I stood up, pulled my underoos and pants up bracing myself for what I was going to have to do...then I turned around and in a split second, the toilet flushed and they were gone.

"OH MY GOD. NO."

I proceeded to tell my coworkers while laughing and crying from laughing so hard.  Then I felt like I needed to do the right thing and tell maintenance what had happened, in the event there's a huge blockage or something, they'll know it's because I flushed my glasses.

I flagged down Mike, the head maintenance guy and recounted my story to him while blushing (for the second time this week) and I could tell he was having a hard time wrapping his head around my woes.  After he stopped laughing, he looked at me and said "You realize you aren't going to get your glasses back, right? You didn't reach in there, did you?  Hey Steve! Come over here and talk to Rachele. Now tell him what you told me."

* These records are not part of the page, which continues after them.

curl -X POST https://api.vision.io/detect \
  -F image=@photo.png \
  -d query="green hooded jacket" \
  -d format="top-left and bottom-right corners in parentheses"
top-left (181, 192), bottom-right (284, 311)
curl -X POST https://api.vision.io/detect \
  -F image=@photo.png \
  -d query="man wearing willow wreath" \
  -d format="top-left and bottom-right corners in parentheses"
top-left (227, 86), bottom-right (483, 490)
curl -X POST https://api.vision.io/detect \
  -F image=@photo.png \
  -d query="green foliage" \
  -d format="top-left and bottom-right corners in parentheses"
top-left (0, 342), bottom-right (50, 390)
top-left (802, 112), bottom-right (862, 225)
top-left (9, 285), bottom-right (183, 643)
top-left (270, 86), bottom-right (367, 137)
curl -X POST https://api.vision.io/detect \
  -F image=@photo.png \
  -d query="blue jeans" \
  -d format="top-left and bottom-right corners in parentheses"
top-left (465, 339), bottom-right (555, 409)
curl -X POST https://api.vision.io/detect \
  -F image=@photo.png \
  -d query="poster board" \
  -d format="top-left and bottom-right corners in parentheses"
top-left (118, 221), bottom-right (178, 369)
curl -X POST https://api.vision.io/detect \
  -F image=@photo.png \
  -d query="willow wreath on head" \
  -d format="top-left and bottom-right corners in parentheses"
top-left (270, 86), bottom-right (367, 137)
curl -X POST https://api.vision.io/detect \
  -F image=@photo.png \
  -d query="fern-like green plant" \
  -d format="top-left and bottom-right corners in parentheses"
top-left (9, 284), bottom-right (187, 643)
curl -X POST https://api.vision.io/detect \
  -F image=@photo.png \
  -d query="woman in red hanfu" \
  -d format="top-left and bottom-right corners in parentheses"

Then I had to tell the other maintenance guy what happened...he was also dumbfounded at my sheer luck and after HE STOPPED laughing, he got silent and said "Now you know you're not gonna see those glasses ever again.  Just so we're clear. Also, you probably wouldn't want to wear them anyways.  You didn't stick your hand in there did you?"

I replied with "I just want y'all to know I just peed in there.  It was someone else's poop stuck to the toilet wall but I really had to pee.  Also, I thought about reaching for them...but the automatic flusher beat me to it and now I'm actually really grateful because that would have been gross. Even if it was my own poop, still would have been nasty."


And now you're either really grossed out...or your stomach hurts from laughing.  Or probably both.  And just a note for future references...If your glasses aren't on your face, don't take them into the bathroom.

That's it for this saga of Riley Writes.  Now I'm going to drink wine.